Schneider describes humanness as the basis of inimitable spontaneity, a sort of relational magic which AI and other machine-based simulations simply cannot replicate (because future outputs are always and already predetermined by previous inputs). The freestyle shifts that emerge from simply existing in connection with other life forms is an experience that, Schneider says, is well-depicted by the metaphor of improvisational jazz.

The ensemble consists of Maria Schneider (composer/conductor), Steve Wilson (alto saxophone), Dave Pietro (alto saxophone), Rich Perry (tenor saxophone), Donny McCaslin (tenor saxophone), Scott Robinson (baritone saxophone), Greg Gisbert (trumpet), Michael Dudley (trumpet), Nadje Noordhuis (trumpet), Mike Rodriguez (trumpet), Keith O’Quinn (trombone), Ryan Keberle (trombone), Marshall Gilkes (trombone), George Flynn (bass trombone), Julien Labro (accordion), Ben Monder (guitar), Gary Versace (piano), Jay Anderson (bass), Johnathan Blake (drums), and Fred Vogler (sound engineer).

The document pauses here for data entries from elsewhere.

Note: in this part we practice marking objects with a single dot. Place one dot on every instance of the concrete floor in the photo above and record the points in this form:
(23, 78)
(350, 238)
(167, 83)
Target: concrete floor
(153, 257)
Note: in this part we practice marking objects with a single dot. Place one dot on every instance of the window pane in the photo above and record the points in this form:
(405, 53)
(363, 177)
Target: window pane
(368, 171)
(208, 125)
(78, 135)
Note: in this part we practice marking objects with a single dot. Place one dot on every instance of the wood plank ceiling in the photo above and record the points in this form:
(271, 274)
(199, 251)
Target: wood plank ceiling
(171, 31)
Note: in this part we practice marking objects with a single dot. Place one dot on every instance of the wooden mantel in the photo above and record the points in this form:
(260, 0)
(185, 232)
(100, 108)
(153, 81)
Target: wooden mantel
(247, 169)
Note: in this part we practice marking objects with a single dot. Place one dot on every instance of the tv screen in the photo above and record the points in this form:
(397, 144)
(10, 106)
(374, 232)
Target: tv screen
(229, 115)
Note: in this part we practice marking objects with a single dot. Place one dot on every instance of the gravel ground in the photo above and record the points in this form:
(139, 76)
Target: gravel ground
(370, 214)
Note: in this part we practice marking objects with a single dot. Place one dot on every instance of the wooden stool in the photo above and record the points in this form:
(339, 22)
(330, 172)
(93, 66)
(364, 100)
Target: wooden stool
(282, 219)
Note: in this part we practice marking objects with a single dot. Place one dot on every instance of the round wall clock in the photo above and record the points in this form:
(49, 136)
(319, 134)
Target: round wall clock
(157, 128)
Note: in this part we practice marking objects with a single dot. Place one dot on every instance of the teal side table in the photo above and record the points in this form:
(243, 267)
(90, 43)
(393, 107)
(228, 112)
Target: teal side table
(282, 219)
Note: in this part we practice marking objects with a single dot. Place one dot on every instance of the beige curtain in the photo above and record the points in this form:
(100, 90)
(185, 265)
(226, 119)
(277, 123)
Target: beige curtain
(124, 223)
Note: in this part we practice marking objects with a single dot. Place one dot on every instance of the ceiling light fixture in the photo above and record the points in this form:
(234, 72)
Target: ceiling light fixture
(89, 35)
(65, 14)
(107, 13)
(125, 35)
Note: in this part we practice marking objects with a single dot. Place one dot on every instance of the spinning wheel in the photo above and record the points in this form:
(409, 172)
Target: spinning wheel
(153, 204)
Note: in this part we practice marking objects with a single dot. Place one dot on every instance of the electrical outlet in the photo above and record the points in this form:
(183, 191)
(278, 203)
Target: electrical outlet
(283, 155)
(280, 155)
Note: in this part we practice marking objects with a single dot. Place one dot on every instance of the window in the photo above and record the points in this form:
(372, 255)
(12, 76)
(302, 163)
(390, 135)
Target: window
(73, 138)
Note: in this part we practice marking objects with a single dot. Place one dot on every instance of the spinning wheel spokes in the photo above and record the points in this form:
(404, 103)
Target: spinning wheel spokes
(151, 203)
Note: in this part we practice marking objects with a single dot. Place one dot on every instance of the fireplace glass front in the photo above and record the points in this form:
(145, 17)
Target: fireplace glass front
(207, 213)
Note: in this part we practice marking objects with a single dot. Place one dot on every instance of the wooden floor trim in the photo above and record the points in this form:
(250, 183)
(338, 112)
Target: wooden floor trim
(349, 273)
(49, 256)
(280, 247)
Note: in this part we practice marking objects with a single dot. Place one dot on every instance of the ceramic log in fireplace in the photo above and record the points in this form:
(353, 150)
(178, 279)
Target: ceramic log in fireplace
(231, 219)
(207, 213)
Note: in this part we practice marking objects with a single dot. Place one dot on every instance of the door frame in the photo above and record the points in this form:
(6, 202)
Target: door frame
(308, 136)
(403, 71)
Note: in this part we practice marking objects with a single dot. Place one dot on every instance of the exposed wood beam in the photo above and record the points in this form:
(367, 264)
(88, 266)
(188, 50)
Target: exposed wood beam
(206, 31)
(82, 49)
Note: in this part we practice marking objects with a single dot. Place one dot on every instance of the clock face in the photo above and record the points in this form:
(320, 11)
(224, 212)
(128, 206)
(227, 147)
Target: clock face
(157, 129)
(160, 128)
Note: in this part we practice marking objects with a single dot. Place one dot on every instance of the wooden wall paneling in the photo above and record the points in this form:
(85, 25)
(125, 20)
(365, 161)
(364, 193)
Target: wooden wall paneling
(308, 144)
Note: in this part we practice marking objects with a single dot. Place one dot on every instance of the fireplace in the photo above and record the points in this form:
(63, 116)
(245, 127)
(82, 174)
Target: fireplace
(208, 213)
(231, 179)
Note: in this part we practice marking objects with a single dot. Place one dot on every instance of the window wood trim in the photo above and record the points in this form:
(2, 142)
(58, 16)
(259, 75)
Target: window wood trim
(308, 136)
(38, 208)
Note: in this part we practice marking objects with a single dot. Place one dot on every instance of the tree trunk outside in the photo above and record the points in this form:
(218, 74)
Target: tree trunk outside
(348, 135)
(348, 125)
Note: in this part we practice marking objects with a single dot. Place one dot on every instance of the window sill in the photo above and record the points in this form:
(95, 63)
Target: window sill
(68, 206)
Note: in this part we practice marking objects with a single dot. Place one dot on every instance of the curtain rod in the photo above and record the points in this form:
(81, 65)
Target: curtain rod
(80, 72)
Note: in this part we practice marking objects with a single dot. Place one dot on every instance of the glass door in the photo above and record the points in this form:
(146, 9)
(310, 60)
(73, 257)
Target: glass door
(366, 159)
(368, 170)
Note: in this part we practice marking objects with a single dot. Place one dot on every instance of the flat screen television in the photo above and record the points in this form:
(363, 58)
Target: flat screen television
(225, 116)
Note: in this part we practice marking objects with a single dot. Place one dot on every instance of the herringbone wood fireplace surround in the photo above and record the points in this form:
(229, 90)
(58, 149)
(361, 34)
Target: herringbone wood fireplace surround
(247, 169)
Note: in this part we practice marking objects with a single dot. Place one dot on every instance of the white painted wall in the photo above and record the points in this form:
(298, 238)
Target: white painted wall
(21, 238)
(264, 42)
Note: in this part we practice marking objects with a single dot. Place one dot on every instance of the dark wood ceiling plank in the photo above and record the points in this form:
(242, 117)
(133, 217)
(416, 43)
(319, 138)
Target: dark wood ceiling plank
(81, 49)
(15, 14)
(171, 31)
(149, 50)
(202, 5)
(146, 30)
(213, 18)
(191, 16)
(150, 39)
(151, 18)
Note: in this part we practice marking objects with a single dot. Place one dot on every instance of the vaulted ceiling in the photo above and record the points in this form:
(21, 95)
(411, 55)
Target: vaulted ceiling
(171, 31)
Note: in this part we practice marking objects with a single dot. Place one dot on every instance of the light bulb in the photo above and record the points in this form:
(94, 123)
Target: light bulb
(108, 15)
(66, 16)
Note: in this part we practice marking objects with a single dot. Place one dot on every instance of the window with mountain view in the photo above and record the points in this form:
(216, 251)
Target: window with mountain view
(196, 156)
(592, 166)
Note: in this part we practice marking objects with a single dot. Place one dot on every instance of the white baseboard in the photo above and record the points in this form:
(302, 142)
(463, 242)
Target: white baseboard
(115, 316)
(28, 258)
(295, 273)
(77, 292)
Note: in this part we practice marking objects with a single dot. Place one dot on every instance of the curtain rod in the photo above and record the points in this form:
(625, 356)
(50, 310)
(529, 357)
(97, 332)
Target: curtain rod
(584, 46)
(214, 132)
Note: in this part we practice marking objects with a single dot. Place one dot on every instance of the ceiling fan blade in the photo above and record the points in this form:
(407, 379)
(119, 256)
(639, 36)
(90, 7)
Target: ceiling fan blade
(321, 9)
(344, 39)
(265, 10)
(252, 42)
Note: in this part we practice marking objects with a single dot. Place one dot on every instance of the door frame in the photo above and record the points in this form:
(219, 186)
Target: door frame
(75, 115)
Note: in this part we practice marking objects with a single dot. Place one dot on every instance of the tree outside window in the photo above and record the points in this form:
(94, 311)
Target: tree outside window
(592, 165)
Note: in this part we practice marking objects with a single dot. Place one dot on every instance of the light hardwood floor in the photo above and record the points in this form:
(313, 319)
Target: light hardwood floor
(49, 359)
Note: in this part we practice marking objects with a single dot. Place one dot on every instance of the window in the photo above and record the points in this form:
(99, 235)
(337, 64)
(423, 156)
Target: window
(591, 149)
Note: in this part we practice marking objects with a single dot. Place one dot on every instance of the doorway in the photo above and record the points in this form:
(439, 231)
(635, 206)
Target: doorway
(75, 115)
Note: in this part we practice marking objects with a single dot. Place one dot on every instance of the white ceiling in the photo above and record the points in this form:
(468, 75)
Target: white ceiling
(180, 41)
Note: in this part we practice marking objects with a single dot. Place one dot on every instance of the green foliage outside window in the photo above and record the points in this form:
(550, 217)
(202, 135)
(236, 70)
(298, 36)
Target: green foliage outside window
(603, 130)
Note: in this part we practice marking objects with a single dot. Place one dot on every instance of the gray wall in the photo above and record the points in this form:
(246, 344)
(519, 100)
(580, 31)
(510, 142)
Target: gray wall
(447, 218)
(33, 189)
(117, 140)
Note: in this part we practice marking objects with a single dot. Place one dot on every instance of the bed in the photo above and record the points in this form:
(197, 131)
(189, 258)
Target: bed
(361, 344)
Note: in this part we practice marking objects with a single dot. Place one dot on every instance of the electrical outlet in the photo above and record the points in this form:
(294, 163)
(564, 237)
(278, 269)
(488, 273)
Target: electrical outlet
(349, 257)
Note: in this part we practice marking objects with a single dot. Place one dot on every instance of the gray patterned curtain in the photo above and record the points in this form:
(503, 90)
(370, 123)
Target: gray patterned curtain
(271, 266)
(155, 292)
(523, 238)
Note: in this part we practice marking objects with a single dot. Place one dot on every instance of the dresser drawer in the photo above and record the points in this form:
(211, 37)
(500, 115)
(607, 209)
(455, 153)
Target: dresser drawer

“One of the things that is so wonderful about seeing my band perform is that the music, and the jazz, and the way they listen to each other is vulnerable. And they really listen and allow people to take them to places they didn’t plan on,” said Schneider. “There is an emphasis on the power of human connection and relation, on vulnerability and surprises.”

Schneider’s performance in Seattle will occur at the 30th-anniversary milestone of her first orchestral tours. Throughout the last few decades, Schnieder has worn many hats in the process of her creative expansion. From composing and conducting nine different album tours to collaborating with renowned artists such as David Bowie, the jazz maestra has evolved through explorative journeys with the musical medium.

“In this time, jazz is becoming relevant more than ever,” Schneider concluded. “People say we need to preserve jazz because it is America’s art form. I say we need to preserve jazz because it is relevant right now. It is showing us what we are losing in the world in terms of connectivity with each other.” Tickets at earshot.org.